主流デバイスが携帯電話であることが、早期マネタイズ化が成功した要因
日本市場におけるSNS利用者の多くは携帯電話からアクセスしている。携帯電話の有料コンテンツ(モバイルゲーム、着うた、デコメールなど)を購入することにユーザーの抵抗が少なく、また通信キャリア課金の決済手段が整備されていることが、ソーシャルゲーム市場の早期マネタイズ化の成功につながり、市場の急拡大を後押ししている。
概ね同意見だが、そのために上のような高額請求が起きているという事実も指摘しておいた。こうしたことが起きないような整備をする必要はあるだろう。
主流のデバイスは据え置き機から携帯へこのような時代が来ることは携帯の便利さから予想されることではあったのだが、それが調査され、数値化されたことで、すでに時代は、据え置き機から携帯が主流のデバイスになることを示唆している。
日本でもiPad,iPhone4が発売され話題になった。そして、E3での任天堂3DSの発表で、E3は任天堂の話題でほぼ独占状態だと述べても決していいすぎではない。個々に話題なるゲームはあったが、ソニー、マイクロソフトなどのハードメーカーの発表よりも、断トツに「任天堂」が話題になっていたのは様々なゲームメディアの記事からすぐにわかることだ。
Point of view
このようにゲームをやるのは、携帯電話、もしくは、携帯ゲーム機というように移り変わっている。ただ、それはゲーム市場の急成長と衰退ということにも繋がるかもしれない。いきなり、相反することを述べたわけだが、順を追って説明したい。
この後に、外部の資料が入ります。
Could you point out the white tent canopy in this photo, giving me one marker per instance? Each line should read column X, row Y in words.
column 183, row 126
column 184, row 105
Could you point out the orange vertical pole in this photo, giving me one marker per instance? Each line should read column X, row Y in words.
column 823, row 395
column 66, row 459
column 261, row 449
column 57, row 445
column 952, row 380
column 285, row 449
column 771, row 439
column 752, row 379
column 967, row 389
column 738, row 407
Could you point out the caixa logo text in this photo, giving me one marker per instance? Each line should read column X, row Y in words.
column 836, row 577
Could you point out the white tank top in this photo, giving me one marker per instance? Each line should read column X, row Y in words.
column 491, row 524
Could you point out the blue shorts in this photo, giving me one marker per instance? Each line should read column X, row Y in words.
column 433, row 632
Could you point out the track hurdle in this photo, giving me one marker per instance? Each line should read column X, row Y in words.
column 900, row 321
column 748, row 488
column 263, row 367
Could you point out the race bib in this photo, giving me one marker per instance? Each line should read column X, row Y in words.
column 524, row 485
確かに時間を潰すのに無料ゲームというのは最適である。
通信費は定額であるために、それ以上はお金は使わないでいいし、無料コンテンツだけやればお金もかからない。だが、それだと企業は儲からない。ゲームというのはただでできるプログラムではない。誰かがそれを開発して、GREEや、モバゲータウンなどの会社がゲームのプログラムを購入しているのだ。
もちろん、プログラムの代金を回収したり、サイトの運営費などを稼ぐ必要が出てくる。そのために、アバターやアイテム課金を利用する。ここまでは良い。
しかし、無料ゲームが増えすぎて、それがさらに質が向上していくとなれば話は別だ。今までオンラインゲームはパソコンの中だけのものだった。ところが今では携帯でも簡単に無料のオンラインゲームが遊べてしまう。こうなってくるとゲームは無料で遊ぶものだという意識が定着していく可能性がある。
ゲームを開発しているメーカーは、もちろん、携帯コンテンツの普及にも敏感であるために、最近は、スクエニ、カプコン、バンダイナムコゲームズなどの、大手のゲーム開発会社が携帯市場に力を入れ始めている。また「ぷよぷよ」などの過去の人気作品がソーシャルゲームで楽しめるというCMも見かけた。
面白いゲームが無料で楽しめて、さらにそれを共有する仲間がSNSで見つかる。同じ趣味同士なら気が合うし、話が弾むなどもある。だが、それは今までのゲームメーカーのビジネス形態を崩壊させてしまうことになりかねない。
マイナス要素ばかりを強調したが、良い面もある。
今まであまり脚光を浴びなかったゲームが再び、携帯で人気になれば、新しいビジネスチャンスを生むことだってある。市場が拡大にするにつれて、参入メーカーが増えれば、面白いゲームを作る会社が増える。
またソーシャルゲーム市場が急拡大成長なら、投資家が目をつけて、関連ゲーム株が買われるなどの経済的なメリットも色々ある。
メリットとデメリットもある。どちらに方に傾くのかはまだわからない。ただ一つだけ言えるのは、
ゲームを暇つぶしの道具と見るのか。趣味として捉えるかである。両者、それぞれに言い分があると思うので、これ以上は言及しないが、暇つぶしなら、飽きるのも早いだろう。